O con estas líneas de un magnífico texto de prosa poética (pp. 21-22): «La infancia es la eternidad en un atardecer de otoño. Nadie está conmigo. Nunca será mañana. El niño que remueve el agua con los dedos sigue allí. Es otro en realidad el que regresó a su casa./ ¿No te das cuenta? No eres tú./ No soy yo. El mañana en el que vivimos no es su mañana./ Mañana no va a ser nunca».
O con estos versos de «Testimonio provisional», el penúltimo poema: «Con esto, digo, me basta.// Y no aspiro a legar más rastro ni recado de mí/ que una diminuta muesca/ en un puñado de corazones,/ igual que un enamorado que dejase aviso/ de sus andanzas febriles por el bosque/ en el tronco de un olmo.// Con esto, insisto, nos bastará mañana.»
Para nuestro poeta, como para Vicente Aleixandre, así lo ha señalado con acierto Marina Estévez, la poesía no es lucimiento, no es decir brillante y a veces oscuro, es, sobre todo y ante todo, comunicación, abrir el alma a los lectores/as, con la intención de que abran también su alma.
Y no creo que sea un error encabezar esta breve reseña con un verso del nunca olvidado Gabriel Celaya. Con otra forma de decir, con otra poética si se quiere, hay mucho de poesía social en las páginas de estas Palabras perdidas (también debidas).
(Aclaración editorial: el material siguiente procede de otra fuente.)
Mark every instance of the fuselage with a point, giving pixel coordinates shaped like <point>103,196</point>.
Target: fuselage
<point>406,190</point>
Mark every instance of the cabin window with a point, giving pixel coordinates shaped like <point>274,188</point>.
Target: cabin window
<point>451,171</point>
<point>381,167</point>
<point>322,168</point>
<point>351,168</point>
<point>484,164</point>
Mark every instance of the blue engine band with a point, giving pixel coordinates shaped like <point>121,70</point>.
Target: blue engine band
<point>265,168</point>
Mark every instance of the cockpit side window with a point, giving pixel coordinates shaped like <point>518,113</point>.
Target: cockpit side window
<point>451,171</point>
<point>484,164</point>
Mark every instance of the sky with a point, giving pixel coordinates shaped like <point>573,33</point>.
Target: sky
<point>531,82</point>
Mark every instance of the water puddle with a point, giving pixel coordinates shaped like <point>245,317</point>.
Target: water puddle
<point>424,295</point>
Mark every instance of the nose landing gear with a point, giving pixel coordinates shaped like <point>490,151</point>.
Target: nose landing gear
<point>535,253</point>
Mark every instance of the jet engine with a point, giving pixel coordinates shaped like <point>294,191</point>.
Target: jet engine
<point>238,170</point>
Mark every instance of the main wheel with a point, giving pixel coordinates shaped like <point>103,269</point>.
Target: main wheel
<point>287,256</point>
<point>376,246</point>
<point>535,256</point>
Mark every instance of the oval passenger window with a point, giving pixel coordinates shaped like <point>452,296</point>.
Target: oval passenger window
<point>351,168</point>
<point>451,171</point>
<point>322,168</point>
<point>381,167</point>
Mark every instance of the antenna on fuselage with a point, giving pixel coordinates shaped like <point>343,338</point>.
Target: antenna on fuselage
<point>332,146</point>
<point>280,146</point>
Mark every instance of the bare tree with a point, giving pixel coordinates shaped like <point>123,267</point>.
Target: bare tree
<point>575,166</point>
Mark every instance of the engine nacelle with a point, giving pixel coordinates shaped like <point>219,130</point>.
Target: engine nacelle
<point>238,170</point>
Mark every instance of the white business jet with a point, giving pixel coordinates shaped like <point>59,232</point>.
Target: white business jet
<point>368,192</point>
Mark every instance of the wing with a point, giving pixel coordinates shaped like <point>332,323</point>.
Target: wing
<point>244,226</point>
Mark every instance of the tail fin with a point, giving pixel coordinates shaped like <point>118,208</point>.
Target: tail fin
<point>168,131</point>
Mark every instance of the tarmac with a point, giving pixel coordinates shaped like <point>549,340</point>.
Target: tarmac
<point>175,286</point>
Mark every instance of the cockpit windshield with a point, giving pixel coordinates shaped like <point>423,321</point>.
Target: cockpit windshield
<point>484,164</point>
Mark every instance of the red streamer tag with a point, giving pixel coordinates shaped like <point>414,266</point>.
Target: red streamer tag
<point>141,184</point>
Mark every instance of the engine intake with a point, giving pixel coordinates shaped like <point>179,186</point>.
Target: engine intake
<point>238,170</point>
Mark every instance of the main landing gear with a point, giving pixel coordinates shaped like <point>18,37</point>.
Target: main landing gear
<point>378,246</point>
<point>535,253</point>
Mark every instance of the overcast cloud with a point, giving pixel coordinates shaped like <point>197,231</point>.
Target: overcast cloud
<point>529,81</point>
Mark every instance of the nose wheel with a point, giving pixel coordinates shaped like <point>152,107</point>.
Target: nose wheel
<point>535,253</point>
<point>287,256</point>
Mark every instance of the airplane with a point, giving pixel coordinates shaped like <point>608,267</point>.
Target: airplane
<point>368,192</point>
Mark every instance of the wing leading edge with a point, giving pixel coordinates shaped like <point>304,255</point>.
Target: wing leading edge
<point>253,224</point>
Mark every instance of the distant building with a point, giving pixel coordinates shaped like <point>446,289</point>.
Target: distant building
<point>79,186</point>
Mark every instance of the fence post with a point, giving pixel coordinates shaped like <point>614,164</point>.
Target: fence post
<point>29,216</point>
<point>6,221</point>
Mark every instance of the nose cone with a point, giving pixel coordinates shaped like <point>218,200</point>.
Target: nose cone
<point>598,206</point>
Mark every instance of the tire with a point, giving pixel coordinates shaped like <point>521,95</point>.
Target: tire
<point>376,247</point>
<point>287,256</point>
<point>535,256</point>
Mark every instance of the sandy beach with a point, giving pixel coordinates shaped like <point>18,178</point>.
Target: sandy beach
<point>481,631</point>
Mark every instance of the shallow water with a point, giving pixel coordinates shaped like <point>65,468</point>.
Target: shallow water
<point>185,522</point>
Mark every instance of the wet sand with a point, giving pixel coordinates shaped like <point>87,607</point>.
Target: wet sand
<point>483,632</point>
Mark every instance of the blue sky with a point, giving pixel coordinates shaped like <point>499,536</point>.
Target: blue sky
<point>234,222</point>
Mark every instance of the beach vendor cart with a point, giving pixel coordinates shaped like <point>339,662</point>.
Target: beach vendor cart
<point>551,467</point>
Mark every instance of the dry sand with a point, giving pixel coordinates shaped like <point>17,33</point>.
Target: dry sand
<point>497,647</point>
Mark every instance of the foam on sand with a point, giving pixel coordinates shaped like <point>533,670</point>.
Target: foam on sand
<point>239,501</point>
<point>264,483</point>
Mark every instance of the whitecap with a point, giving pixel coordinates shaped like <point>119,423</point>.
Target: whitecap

Entre las tres citas con las que Ricardo Rodríguez del Río abre el libro, una es deVirginia Woolf: «Realmente lo que me importa es la vida». La vida y la poesía que da sentido y amor a nuestras vidas. No es causal que el poeta dedique el libro también «a cuantos trabajadores sanitarias nos atendieron con una generosidad que yo jamás he conocido. Y, naturalmente, a Piedad, quien, a pesar de no poder estar conmigo en el hospital, nunca dejó de acompañarme. Solo esto me da esperanza».
En resumen: pasen, lean (lentamente, muy lentamente) y abran su alma.